= Arland Ussher =

Percival Arland Ussher (9 September 1899 - 24 December 1980) was an Anglo-Irish academic, essayist and translator.

Ussher was born in Battersea, London, the only child of Emily Jebb (born on the Lyth estate, Ellesmere, Shropshire in 1872) and Beverley Grant Ussher, who was Irish. The Jebbs were a wealthy and influential family of reformers. Ussher's grandmother Eglantyne Louisa Jebb founded the Home Arts and Industries Association, his aunt Eglantyne Jebb founded Save the Children, and another aunt, Dorothy Jebb Buxton, was a humanitarian.

Beverley Ussher worked as a schools inspector for the Board of Education in England. The family lived in England until he retired in 1914, and they then moved to Ireland and lived at Cappagh House in Dungarvan, County Waterford. Emily Ussher tried to draw attention to the atrocities being committed by the Black and Tans.
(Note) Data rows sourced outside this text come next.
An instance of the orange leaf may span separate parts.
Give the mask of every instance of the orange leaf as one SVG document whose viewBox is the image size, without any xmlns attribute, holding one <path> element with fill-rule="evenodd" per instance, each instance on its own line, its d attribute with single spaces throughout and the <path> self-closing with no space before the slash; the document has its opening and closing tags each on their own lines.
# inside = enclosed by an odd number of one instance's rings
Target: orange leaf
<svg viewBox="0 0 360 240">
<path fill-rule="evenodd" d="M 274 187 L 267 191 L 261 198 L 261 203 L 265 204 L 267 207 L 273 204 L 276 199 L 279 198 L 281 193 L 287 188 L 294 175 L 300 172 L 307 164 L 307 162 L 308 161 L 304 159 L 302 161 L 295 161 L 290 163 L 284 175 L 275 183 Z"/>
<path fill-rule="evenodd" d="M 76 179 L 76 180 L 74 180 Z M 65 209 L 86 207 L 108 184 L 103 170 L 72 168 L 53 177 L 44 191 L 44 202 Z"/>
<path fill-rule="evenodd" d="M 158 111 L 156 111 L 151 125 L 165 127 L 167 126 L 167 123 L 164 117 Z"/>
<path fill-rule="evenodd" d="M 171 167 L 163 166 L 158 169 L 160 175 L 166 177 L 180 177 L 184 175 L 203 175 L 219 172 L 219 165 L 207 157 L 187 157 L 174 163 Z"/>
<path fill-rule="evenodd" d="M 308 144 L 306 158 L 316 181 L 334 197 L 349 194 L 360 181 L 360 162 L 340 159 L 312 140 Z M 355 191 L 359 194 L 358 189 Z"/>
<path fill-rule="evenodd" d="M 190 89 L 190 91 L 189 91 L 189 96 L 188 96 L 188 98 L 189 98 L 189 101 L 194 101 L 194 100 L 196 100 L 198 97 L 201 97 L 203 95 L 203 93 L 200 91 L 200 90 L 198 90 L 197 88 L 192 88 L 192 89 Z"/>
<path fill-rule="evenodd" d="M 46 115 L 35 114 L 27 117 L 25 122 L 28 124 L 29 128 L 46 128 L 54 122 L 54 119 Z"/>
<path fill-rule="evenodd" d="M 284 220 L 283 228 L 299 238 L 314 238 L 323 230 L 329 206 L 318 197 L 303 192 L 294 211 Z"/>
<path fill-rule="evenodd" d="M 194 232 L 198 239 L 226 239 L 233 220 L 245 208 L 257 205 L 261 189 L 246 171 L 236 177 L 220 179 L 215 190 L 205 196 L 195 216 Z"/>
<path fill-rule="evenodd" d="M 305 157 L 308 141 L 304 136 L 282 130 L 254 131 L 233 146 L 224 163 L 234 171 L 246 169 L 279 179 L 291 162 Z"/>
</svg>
Ussher studied at the University of Cambridge. In 1926 he published a translation of The Midnight Court (Cúirt an Mheán-Oíche) by the Irish-language poet Brian Merriman. Ussher also published The Face and Mind of Ireland (1949) and Three Great Irishmen (1952), a comparative study of Bernard Shaw, W.B. Yeats and James Joyce. He also wrote Journey Through Dread. Ussher moved to County Waterford to manage the family's farm before moving to Dublin in 1953.